Bukan hanya tentang kebiasaan manusia yang suka menyerang musuhnya dengan berita hoax, dalam segi intelektual, ternyata hoax bisa dijadikan pekerjaan untuk mendapatkan penghasilan yang cukup besar dengan menjadi buzzer. Apalagi jika bicara tentang dasar online marketing dalam era teknologi informasi seperti sekarang. Apapun itu, hoax masih menjadi masalah bersama dalam rangka menertibkan informasi yang layak dikonsumsi oleh publik.

Alasan Menyebar Hoax

Secara garis besar hoax adalah aktivitas menciptakan kekacauan sosial yang sebenarnya disadari oleh pembuat hoax itu sendiri. Di dunia global, hoax dijadikan alat atau senjata politik untuk memenangkan calon kontestan politik. Dalam beberapa bidang, tujuan utama penyebar hoax adalah untuk membenarkan persepsinya atau kelompoknya.

Ada banyak cara untuk membuat konten hoax, seperti; memotong video atau pernyataan, memalsukan data atau narasumber, hingga berita imajinatif yang dikarang untuk menciptakan kontroversi dan membangkitkan semangat pendukung yang sebasis dengannya.

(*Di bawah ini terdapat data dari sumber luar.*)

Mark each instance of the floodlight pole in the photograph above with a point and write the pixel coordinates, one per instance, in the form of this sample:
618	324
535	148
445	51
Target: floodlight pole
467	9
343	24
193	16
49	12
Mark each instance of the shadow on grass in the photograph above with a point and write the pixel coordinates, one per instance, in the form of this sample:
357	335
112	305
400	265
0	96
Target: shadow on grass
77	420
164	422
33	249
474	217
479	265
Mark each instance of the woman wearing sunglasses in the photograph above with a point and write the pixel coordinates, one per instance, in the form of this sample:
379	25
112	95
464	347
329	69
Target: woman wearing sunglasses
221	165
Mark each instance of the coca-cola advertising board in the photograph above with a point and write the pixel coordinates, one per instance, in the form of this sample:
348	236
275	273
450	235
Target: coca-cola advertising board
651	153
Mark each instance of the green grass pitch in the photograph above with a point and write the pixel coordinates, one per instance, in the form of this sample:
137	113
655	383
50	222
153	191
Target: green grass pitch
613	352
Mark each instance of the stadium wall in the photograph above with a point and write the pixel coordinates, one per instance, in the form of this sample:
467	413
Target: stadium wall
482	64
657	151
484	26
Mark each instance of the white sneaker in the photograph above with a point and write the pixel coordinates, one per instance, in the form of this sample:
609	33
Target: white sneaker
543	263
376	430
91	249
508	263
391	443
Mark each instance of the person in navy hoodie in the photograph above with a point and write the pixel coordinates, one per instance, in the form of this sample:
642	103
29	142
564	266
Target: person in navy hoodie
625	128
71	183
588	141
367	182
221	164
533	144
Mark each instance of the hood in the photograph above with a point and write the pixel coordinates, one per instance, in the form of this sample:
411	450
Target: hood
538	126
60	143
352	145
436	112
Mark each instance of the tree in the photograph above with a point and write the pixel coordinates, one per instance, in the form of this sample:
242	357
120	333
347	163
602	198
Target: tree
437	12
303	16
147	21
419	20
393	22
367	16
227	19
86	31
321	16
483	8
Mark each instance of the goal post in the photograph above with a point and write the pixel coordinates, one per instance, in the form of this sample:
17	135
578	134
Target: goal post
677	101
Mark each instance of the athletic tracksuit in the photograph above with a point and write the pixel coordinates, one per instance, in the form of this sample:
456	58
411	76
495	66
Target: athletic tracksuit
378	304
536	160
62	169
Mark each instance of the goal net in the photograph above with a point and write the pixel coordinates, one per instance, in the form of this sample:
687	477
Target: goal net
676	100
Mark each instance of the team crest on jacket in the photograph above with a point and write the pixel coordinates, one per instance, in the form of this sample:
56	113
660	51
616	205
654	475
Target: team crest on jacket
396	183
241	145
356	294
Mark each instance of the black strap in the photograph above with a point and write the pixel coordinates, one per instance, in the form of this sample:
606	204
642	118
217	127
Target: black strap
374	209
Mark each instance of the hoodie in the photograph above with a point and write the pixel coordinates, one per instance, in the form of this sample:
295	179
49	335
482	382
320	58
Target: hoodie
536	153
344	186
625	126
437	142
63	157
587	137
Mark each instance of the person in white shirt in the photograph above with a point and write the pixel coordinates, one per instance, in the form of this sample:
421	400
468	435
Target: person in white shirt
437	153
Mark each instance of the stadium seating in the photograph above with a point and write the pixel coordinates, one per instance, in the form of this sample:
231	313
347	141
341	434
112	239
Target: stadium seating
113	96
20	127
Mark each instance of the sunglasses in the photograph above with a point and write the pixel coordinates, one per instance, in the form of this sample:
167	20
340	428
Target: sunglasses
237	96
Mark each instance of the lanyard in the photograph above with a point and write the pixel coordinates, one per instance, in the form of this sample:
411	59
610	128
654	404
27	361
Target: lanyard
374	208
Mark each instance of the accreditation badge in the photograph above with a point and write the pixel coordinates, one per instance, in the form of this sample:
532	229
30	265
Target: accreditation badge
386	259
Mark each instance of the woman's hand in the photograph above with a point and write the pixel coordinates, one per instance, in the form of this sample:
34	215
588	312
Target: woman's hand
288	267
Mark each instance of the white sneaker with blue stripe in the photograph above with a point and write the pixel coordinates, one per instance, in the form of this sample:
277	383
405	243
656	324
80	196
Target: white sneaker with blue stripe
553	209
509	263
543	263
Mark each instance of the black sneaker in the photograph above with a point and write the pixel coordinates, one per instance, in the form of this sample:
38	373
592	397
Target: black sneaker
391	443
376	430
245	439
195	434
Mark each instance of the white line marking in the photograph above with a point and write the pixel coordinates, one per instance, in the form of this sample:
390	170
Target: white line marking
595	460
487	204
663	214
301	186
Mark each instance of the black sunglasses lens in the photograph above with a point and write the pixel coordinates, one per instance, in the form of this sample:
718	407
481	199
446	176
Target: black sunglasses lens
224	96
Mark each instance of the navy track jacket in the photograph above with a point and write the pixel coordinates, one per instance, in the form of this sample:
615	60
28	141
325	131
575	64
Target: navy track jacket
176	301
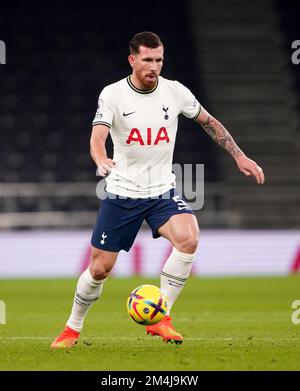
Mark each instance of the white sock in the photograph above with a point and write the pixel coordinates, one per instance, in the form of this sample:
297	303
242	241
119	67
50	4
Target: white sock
88	290
175	272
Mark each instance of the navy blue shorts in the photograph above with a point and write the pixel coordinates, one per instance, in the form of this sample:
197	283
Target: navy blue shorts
119	219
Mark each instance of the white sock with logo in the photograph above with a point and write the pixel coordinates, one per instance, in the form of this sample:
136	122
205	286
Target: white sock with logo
175	272
88	290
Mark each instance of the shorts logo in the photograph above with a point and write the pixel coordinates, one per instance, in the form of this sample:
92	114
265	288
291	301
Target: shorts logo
103	238
180	203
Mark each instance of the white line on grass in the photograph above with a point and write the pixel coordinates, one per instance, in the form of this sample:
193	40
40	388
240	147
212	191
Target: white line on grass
135	338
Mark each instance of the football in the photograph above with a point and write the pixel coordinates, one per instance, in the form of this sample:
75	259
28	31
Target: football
147	305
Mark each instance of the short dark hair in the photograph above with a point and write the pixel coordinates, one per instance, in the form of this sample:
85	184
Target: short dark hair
145	38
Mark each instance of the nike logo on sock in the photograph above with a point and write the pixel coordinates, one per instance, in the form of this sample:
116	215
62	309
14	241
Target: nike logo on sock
125	114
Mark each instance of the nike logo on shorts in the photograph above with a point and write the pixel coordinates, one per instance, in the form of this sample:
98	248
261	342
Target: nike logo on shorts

Semakin sulitnya mengontrol persebaran hoax dari masyarakat membuat kerasahan bagi mereka yang berpikir waras tentang ancaman ini. Disimak dari pengguna medsos, khususnya Facebook di Indonesia sudah tembus 2,7 miliar, banyak sekali yang mempercayai berita hoax yang karena keterbatasan pengetahuannya ikut menyebarkan ke beberapa grup. Apalagi informasi tersebut sesuai dengan motif untuk mendukung kebenaran subjektifnya. Menyerang lawan kelompok atau menguatkan landasan kelompok untuk terlihat benar di publik.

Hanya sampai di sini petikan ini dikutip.